Second, it is also hoped that the findings from this review inform future study in this area. For example, future hypothesis-free, genome-wide genetic studies will be of great import in fostering a deeper understanding of PTSD’s etiology. Additionally, studies will be aided by incorporating more precise measures of environmental factors. For example, more explicit information on: 1) the specific nature of the index trauma; 2) when the index trauma occurred in the context of development; 3) the number of lifetime traumas, and 4) the chronicity versus acuity of PTSD in the sample would represent an important contribution in our understanding of environmental stress and, subsequently, how it interfaces with genotype. Moreover, advances in our understanding of the relationship between genetics and environment will be enhanced by future studies that explore—not only the GxE relationship—but also the more complex GxGxE and GxExE relationships. Exploration of interactions beyond the GxE relationship will almost certainly elucidate more about PTSD’s intricate and multifactorial etiology.

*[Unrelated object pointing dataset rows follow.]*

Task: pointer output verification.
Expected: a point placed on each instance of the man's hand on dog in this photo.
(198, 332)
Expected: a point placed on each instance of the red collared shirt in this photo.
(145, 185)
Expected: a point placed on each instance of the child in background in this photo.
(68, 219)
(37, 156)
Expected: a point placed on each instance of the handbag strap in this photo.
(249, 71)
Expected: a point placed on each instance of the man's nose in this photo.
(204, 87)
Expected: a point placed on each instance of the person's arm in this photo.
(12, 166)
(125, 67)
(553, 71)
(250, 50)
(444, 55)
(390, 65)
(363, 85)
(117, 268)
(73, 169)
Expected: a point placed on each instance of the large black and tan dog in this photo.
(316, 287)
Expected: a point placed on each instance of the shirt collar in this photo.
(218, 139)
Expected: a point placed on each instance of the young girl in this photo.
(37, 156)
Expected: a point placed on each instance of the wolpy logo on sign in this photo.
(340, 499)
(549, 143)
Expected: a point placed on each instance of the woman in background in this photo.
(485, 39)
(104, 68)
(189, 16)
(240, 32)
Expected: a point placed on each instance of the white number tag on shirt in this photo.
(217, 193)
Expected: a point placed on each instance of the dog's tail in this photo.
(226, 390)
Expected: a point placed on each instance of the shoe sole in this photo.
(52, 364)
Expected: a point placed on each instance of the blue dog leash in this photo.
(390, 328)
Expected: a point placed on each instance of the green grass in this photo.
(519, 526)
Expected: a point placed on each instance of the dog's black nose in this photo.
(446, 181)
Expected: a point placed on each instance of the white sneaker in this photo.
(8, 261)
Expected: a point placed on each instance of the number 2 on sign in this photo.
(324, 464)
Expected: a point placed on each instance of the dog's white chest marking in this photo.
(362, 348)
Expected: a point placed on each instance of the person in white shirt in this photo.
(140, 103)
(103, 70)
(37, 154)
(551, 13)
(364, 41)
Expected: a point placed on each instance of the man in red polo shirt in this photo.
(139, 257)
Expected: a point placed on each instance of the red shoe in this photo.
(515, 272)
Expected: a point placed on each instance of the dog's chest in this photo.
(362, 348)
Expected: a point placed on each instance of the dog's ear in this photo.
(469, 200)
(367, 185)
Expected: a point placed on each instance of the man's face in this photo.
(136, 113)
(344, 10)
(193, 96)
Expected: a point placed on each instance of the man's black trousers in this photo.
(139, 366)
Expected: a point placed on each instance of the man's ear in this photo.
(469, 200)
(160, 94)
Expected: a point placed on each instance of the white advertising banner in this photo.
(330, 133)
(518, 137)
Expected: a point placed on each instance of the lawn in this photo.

Likewise, efforts to elucidate the causality in these interactions as well as the molecular mechanisms behind them will do much to further our understanding of the psychopathology. Finally, functional studies that examine the downstream consequences of the GxE interaction on biological pathways will also aid in our understanding of the etiology. Although the clinical applications of GxE research are presently remote, gaining a deeper understanding of how genetic and environmental risk factors contribute to the disorder will allow for more effective predictions, evaluations and, ultimately, treatment of PTSD.